[1]:
%run ../initscript.py
HTML("""
<div id="popup" style="padding-bottom:5px; display:none;">
<div>Enter Password:</div>
<input id="password" type="password"/>
<button onclick="done()" style="border-radius: 12px;">Submit</button>
</div>
<button onclick="unlock()" style="border-radius: 12px;">Unclock</button>
<a href="#" onclick="code_toggle(this); return false;">show code</a>
""")
[1]:
[2]:
%run ./loadoptfuncs.py
%matplotlib inline
toggle()
[2]:
Linear Programming¶
All optimization models have several common elements:
Decision variables the variable whose values the decision maker is allowed to choose. The values of these variables determine such outputs as total cost, revenue, and profit.
An objective function (objective, for short) to be optimized – minimized or maximized.
Constraints that must be satisfied.
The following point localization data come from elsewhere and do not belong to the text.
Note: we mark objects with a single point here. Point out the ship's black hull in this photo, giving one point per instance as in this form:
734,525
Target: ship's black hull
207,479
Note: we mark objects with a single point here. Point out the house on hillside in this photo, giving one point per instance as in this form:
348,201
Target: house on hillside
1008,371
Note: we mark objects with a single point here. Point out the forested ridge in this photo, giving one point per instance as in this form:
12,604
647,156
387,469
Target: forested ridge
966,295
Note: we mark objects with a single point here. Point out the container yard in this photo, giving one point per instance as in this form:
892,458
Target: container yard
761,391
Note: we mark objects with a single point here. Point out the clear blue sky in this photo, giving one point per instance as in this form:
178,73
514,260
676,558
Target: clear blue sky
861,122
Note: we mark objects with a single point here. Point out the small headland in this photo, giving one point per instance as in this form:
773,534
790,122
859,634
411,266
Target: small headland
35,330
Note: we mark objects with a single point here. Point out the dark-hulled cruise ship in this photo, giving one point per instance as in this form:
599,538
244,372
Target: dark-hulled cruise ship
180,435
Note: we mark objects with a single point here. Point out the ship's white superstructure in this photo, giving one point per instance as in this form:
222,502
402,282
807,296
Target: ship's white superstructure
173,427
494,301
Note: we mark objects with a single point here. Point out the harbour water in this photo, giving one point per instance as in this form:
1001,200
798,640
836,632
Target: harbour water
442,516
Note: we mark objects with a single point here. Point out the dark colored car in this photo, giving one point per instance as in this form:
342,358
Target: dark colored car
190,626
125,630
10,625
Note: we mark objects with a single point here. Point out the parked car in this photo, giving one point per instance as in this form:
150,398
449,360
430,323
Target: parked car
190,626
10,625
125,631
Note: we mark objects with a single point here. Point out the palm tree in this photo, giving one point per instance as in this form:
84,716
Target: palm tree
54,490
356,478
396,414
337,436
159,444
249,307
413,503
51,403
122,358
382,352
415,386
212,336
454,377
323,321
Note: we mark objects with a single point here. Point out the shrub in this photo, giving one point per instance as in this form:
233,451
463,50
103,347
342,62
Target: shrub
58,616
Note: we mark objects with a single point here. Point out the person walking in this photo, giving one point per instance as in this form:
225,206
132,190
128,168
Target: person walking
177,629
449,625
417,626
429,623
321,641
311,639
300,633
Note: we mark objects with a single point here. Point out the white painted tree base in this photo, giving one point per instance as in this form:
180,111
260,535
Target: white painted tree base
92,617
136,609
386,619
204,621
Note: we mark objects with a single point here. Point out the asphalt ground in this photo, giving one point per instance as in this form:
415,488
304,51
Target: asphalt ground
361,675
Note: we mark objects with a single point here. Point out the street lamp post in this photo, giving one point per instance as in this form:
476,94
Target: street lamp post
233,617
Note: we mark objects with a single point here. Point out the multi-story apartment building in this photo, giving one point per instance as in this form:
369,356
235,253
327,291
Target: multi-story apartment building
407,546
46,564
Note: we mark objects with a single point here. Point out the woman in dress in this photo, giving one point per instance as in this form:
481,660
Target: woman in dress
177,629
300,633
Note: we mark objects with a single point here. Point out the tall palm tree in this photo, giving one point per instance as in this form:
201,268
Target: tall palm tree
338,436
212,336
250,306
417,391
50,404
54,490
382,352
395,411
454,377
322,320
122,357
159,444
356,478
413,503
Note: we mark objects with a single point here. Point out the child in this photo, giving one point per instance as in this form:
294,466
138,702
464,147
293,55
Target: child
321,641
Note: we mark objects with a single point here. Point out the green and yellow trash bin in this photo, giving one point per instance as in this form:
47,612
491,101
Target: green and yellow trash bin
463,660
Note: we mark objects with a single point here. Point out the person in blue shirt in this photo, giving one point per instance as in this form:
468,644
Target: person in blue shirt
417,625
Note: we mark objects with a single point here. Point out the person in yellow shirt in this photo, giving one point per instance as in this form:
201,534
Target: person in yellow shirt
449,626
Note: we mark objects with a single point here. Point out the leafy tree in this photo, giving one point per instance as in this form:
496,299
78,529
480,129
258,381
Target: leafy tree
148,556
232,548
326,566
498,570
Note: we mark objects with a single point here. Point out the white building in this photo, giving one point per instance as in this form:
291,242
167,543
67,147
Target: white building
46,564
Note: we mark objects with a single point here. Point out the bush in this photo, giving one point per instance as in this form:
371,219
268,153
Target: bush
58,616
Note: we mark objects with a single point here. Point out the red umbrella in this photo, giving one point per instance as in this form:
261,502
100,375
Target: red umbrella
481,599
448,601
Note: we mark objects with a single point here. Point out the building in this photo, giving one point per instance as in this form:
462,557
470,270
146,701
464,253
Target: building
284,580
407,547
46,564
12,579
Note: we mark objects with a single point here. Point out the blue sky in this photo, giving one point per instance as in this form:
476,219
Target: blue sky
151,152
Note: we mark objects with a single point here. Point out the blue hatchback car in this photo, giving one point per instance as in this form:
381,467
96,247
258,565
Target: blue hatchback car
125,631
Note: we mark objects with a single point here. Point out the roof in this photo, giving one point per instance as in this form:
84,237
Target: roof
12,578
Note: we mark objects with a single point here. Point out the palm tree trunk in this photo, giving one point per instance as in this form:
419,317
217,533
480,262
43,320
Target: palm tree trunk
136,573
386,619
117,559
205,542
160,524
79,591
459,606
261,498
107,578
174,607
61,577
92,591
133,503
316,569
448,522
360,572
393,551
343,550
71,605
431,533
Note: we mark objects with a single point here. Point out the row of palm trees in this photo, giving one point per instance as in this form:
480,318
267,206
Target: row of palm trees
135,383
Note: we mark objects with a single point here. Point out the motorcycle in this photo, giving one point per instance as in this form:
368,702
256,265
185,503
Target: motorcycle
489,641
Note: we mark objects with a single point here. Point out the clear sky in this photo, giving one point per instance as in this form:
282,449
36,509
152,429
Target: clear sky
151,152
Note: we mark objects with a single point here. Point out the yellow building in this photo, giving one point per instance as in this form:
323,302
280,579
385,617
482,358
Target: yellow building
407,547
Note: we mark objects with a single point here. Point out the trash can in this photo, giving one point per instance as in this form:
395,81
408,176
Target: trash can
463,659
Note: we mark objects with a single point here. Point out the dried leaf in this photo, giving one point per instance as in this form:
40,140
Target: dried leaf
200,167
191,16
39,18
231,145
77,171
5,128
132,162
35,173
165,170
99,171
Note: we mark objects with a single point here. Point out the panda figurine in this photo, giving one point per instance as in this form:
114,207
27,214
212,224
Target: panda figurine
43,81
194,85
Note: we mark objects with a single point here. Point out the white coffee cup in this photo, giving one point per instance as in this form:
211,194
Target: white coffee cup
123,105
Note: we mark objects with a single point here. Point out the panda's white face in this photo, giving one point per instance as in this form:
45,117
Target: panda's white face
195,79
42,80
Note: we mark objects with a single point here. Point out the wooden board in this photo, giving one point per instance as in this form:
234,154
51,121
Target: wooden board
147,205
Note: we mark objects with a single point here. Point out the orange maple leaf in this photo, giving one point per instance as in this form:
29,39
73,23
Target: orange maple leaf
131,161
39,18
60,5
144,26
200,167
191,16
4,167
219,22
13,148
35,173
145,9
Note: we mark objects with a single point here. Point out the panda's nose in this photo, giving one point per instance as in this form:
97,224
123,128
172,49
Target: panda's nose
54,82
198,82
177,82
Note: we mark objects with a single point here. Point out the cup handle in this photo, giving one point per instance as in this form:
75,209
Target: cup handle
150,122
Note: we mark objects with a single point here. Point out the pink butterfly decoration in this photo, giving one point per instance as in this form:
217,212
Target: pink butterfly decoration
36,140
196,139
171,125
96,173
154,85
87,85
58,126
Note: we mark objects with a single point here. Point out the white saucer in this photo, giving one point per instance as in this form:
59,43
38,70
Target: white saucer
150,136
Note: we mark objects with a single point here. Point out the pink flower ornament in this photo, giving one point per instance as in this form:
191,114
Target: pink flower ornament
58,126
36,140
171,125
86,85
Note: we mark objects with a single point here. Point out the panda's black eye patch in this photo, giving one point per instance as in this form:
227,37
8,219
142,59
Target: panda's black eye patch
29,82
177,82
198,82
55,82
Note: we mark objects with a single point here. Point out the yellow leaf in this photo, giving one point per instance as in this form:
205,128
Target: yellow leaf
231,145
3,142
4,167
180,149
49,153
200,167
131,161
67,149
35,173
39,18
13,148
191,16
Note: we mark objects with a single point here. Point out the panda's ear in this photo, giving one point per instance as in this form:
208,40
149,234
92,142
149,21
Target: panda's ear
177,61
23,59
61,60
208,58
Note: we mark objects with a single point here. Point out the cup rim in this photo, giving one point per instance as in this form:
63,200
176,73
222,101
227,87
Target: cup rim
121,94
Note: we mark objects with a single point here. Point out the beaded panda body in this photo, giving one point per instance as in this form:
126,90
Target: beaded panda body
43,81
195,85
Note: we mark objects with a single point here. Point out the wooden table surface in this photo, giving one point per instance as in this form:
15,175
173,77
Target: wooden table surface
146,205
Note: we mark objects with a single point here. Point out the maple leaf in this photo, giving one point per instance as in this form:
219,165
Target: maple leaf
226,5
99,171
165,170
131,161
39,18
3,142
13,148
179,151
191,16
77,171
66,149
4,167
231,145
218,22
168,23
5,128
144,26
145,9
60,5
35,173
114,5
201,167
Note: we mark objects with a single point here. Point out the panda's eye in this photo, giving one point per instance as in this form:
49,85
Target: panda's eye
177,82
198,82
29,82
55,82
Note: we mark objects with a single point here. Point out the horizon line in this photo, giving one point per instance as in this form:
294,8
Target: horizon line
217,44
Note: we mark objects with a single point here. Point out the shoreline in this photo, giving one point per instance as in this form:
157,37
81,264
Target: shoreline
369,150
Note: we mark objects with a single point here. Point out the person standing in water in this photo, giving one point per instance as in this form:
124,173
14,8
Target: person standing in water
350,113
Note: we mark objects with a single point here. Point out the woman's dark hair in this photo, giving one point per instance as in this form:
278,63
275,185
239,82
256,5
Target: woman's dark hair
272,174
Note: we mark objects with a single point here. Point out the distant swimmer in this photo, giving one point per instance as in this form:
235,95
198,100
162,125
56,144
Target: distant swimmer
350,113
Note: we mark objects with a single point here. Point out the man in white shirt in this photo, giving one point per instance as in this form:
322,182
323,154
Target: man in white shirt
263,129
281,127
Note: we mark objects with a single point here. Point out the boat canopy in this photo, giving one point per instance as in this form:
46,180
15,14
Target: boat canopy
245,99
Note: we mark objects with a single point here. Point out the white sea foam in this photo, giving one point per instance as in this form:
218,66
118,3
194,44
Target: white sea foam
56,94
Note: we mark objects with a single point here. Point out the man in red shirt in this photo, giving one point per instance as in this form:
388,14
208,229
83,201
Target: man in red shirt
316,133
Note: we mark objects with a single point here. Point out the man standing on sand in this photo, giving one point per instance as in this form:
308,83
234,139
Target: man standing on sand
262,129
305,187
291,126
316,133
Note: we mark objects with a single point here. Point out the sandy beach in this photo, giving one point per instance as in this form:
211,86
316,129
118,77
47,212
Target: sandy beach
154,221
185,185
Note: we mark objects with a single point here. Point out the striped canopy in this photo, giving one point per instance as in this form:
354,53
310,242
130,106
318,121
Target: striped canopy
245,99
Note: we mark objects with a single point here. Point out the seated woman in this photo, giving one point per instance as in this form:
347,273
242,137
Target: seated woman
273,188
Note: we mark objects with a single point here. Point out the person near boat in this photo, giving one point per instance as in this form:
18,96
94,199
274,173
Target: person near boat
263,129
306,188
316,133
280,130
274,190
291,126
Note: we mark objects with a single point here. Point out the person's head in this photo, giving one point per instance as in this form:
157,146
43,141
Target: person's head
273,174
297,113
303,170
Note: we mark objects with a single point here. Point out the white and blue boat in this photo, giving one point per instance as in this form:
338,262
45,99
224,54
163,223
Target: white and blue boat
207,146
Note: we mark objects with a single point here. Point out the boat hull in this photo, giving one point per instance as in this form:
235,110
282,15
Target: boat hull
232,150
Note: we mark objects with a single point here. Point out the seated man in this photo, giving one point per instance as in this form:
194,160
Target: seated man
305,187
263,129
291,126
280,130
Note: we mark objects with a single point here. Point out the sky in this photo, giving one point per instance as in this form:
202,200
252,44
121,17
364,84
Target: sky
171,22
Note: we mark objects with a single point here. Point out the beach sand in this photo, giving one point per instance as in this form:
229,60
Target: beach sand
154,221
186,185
They are usually physical, logical, or economic restrictions, depending on the nature of the problem.
In searching for the values of the decision variables that optimize the objective, only those values that satisfy all of the constraints are allowed.
To optimize means that you must systematically choose the values of the decision variables that make the objective as large (for maximization) or small (for minimization) as possible and cause all of the constraints to be satisfied.
Any set of values of the decision variables that satisfies all of the constraints is called a feasible solution. The set of all feasible solutions is called the feasible region.
As one of the fundamental prescriptive analysis method, linear programming (LP) is used in all types of organizations, often on a daily basis, to solve a wide variety of problems. More formally, linear programming is a technique for the optimization of a linear objective function, subject to linear equality and/or linear inequality constraints.
A PC manufacturer assembles and then tests two models of computers, Basic and XP. There are at most 10,000 assembly hours at the cost of $11 available and 3000 testing hours at the cost of $15 available.
data ds_labor;
input type $ cost avail;
datalines;
assemble 11 10000
test 15 3000
;
run;
For each model, it has required assembly, testing hours, cost, price and estimated maximal sales.
data ds_model;
input model $ assemble test cost price max_sale;
datalines;
Basic 5 1 150 300 600
XP 6 2 225 450 1200
;
run;
Business assumptions: - No computers are in inventory from the previous period (or no beginning inventory) - Because these models are going to be changed after this month, the company doesn’t want to hold any inventory after this period (no ending inventory)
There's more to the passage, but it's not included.